Annie’s eyes grow wide. Her fingers go to the chain around her neck, and she says, “Oh my goodness, no! I have no idea! No idea about anything like that! That is Jessamine’s business and nothing whatsoever to do with me. Nothing.”
“No, of course not, and I hate to ask, I hate to pry, but it’s Daisy I’m worried about. I mean, she already feels abandoned by the man she thought was her dad and she’ll be a teenager soon. She’s so grown up for her age and she’s asking questions. And Jessamine, well, you know, it’s hard to know how to handle her; she’s difficult. So I thought maybe that you… as Daisy’s grandmother… you might be able to provide some kind of answers, some kind of support? Daisy’s such a wonderful girl. She deserves to know. She deserves to have some answers.”
I can hear the ominous clunk of the old-fashioned clock on the mantelpiece as it ticks through the next ten seconds of my life. Annie nods, almost in rhythm with it, and I wait, my breath held, to see what she will say, this woman with whom I have lived for two years yet know no better than I did the first time I met her.

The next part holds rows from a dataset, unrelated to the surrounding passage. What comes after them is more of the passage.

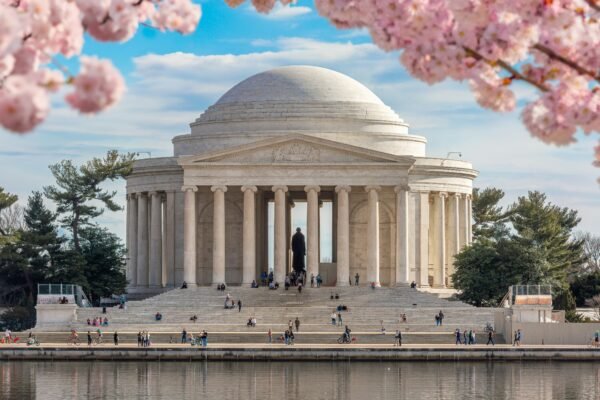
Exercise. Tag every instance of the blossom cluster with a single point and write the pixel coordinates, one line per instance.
(33, 33)
(553, 45)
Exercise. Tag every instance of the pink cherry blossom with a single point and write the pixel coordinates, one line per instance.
(177, 15)
(34, 32)
(11, 32)
(98, 86)
(263, 6)
(23, 104)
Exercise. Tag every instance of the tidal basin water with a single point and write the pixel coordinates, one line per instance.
(299, 380)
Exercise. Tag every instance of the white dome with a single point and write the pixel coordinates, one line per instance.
(299, 84)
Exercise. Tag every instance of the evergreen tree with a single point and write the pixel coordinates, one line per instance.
(7, 200)
(548, 229)
(77, 187)
(104, 256)
(485, 270)
(489, 218)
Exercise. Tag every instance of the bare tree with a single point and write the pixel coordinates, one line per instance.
(591, 250)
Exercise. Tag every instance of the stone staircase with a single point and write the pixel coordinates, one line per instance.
(274, 308)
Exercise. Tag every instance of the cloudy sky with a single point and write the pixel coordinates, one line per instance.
(171, 79)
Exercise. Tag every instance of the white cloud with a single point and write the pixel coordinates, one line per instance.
(281, 12)
(167, 92)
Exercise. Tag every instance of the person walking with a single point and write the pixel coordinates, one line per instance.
(491, 338)
(398, 338)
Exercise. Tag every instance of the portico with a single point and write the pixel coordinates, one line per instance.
(201, 216)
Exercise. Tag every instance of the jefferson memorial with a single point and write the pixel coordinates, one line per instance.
(289, 135)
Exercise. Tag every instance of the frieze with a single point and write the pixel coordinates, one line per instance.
(296, 152)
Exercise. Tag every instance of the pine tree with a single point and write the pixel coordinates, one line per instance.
(76, 188)
(490, 219)
(548, 229)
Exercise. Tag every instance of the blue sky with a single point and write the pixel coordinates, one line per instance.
(172, 78)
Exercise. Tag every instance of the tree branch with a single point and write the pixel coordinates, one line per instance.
(552, 54)
(593, 4)
(507, 67)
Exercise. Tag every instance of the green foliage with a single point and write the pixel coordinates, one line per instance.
(77, 187)
(7, 200)
(585, 287)
(485, 270)
(18, 318)
(549, 228)
(489, 218)
(104, 256)
(530, 242)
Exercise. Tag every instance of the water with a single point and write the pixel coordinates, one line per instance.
(299, 380)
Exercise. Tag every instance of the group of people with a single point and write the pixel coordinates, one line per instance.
(336, 318)
(439, 318)
(295, 278)
(231, 304)
(144, 339)
(315, 280)
(200, 340)
(98, 321)
(467, 337)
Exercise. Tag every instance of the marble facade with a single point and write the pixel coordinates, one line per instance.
(296, 134)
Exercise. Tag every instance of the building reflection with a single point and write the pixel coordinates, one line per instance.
(299, 380)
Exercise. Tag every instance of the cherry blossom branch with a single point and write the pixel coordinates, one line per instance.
(555, 56)
(593, 4)
(515, 74)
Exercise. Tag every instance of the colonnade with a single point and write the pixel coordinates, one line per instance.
(151, 243)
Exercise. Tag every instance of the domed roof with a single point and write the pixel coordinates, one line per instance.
(297, 93)
(299, 84)
(304, 100)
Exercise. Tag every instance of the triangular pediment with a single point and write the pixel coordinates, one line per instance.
(295, 149)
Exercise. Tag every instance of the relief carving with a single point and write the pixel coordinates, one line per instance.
(296, 152)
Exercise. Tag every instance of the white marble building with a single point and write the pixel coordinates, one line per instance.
(296, 133)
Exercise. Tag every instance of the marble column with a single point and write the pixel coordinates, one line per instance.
(189, 235)
(142, 240)
(373, 235)
(312, 222)
(343, 235)
(469, 219)
(132, 238)
(155, 275)
(218, 234)
(402, 270)
(439, 269)
(422, 240)
(466, 221)
(249, 237)
(169, 239)
(453, 233)
(280, 234)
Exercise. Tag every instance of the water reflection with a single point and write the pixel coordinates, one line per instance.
(300, 380)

Where her daughter is emotionally incontinent, Annie is entirely constipated, trapped in some long-gone moment when she was the trophy wife to a man who put her on a pedestal; when she was the queen of this dark house; when she was young and beautifuland felt in control of everything. She has not, I suspect, evolved one iota since the day her husband died.

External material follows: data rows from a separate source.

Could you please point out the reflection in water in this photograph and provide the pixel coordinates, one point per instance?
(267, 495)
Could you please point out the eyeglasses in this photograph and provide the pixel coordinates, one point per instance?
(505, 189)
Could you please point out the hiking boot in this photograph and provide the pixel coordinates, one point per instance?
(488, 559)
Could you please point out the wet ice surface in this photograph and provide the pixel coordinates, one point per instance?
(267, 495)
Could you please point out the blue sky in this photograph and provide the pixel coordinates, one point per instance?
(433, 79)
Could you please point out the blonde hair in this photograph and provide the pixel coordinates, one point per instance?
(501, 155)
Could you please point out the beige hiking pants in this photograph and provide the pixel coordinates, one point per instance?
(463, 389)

I watch her fingers work at the pendant on her necklace and then she says, “Stuart, I simply do not know. My daughter is as much a mystery to me as she is to you. And as for Daisy…” I swear I see a slight shudder run across the surface of her flesh. “I hate to say this, Stuart, really I do, but quite frankly I have more important things to worry about than that child. I really do.”
And then she turns her back on me and very delicately picks up her teacup with a perfectly manicured thumb and index finger.

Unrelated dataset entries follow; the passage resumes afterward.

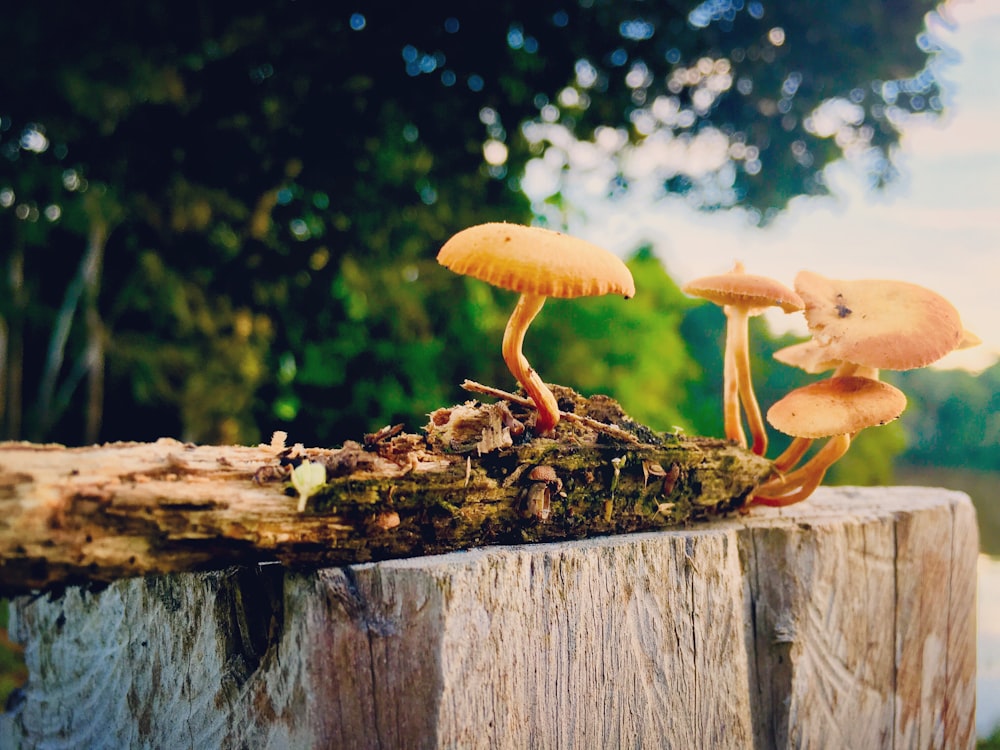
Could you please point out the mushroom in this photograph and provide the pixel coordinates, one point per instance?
(836, 408)
(741, 296)
(538, 263)
(810, 356)
(860, 327)
(891, 325)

I sigh and am about to leave the room when I realize that I can’t go without saying what I really need to say.
“You know, Annie,” I begin, “this family, this house, you, your daughter, it’s all totally fucked. You’re living in a dumpster fire. You do know that, right?”
She stiffens but doesn’t turn.
“You do know that, right?” I say again.
I watch Annie place the cup carefully back on its saucer.
Her hand is shaking very slightly.
chapter forty-seven
CLAIRE
I’m lying on a bed. The mother is in here with me, sitting on the side of the bed. She says, “Drink some water. You had a funny turn.”